The second strand is politics. Ellison has become one of Silicon Valley’s most prominent Republican donors and a rare senior technology figure openly aligned with Donald Trump. He hosted a Trump fundraiser in 2020, has been reported to have supported Trump-aligned political groups, and in 2026 was appointed by Trump to the President’s Council of Advisors on Science and Technology. That does not make Oracle a political company. But it does mean Ellison’s personal politics now sit much closer to the centre of American technology policy than they once did.
The third strand is media. His son David Ellison now controls CBS and other Paramount assets through the Skydance-Paramount deal. The appointment of Bari Weiss as editor-in-chief of CBS News, following Paramount’s acquisition of The Free Press, has intensified concern among critics that the family is reshaping a legacy broadcaster around a more explicitly ideological view of news. Those concerns have been sharpened by Oracle’s role in the US TikTok structure and Paramount’s proposed Warner Bros acquisition.

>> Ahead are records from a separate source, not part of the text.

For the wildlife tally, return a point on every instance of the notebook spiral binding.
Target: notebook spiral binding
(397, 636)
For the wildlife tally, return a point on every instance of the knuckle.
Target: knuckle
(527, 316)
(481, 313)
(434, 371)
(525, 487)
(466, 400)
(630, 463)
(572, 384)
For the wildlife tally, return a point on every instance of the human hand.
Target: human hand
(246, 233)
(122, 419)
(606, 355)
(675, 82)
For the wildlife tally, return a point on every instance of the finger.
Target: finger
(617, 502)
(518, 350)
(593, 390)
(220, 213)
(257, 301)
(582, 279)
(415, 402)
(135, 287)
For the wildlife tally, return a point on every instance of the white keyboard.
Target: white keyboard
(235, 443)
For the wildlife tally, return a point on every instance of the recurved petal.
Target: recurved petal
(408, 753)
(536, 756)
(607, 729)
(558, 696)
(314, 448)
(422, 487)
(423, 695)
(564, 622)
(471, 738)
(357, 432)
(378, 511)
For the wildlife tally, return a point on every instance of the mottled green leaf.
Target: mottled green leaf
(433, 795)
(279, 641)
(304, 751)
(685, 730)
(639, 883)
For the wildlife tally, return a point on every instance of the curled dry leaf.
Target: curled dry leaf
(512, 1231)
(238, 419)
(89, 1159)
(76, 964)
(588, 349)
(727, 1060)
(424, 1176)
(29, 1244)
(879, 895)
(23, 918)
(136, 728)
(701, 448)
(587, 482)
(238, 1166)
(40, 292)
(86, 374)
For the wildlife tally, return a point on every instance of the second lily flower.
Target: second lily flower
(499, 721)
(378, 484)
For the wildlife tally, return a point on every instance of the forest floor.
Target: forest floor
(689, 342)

The fourth strand is concentration. A single family is now connected to a major database and cloud infrastructure company, a Hollywood studio, a legacy US broadcaster, a stake in one of the world’s most influential social platforms, and longstanding ties to Israeli political and military institutions. None of that is necessarily illegal. Much of it is simply business, investment and lawful philanthropy. But the scale is the point. Democracies have historically been uneasy when infrastructure, media, political access and foreign-policy interests begin to sit inside the same narrow circle of private power.
Why Europe should pay attention
It would be easy for a European reader to file Ellison as an American story. That would be a mistake. Oracle is one of the companies that sits inside the infrastructure layer of the AI age: databases, cloud services, enterprise software and government systems. Europe’s struggle to build sovereign technology it does not have to rent from American giants runs directly through companies like his. Any European bank, government department or hospital that relies on Oracle infrastructure is, in a small but real way, dependent on the empire Ellison built.
He is, in the end, a study in a particular kind of modern power: quiet, concentrated, patient and largely uninterested in the approval of others. He did not diversify when the textbooks said he should. He did not soften his politics or his giving to avoid controversy. He held, and he waited, and the AI boom made him, however briefly, the richest man alive.
Europe talks endlessly about the men who court attention. It might do better to watch the ones who do not.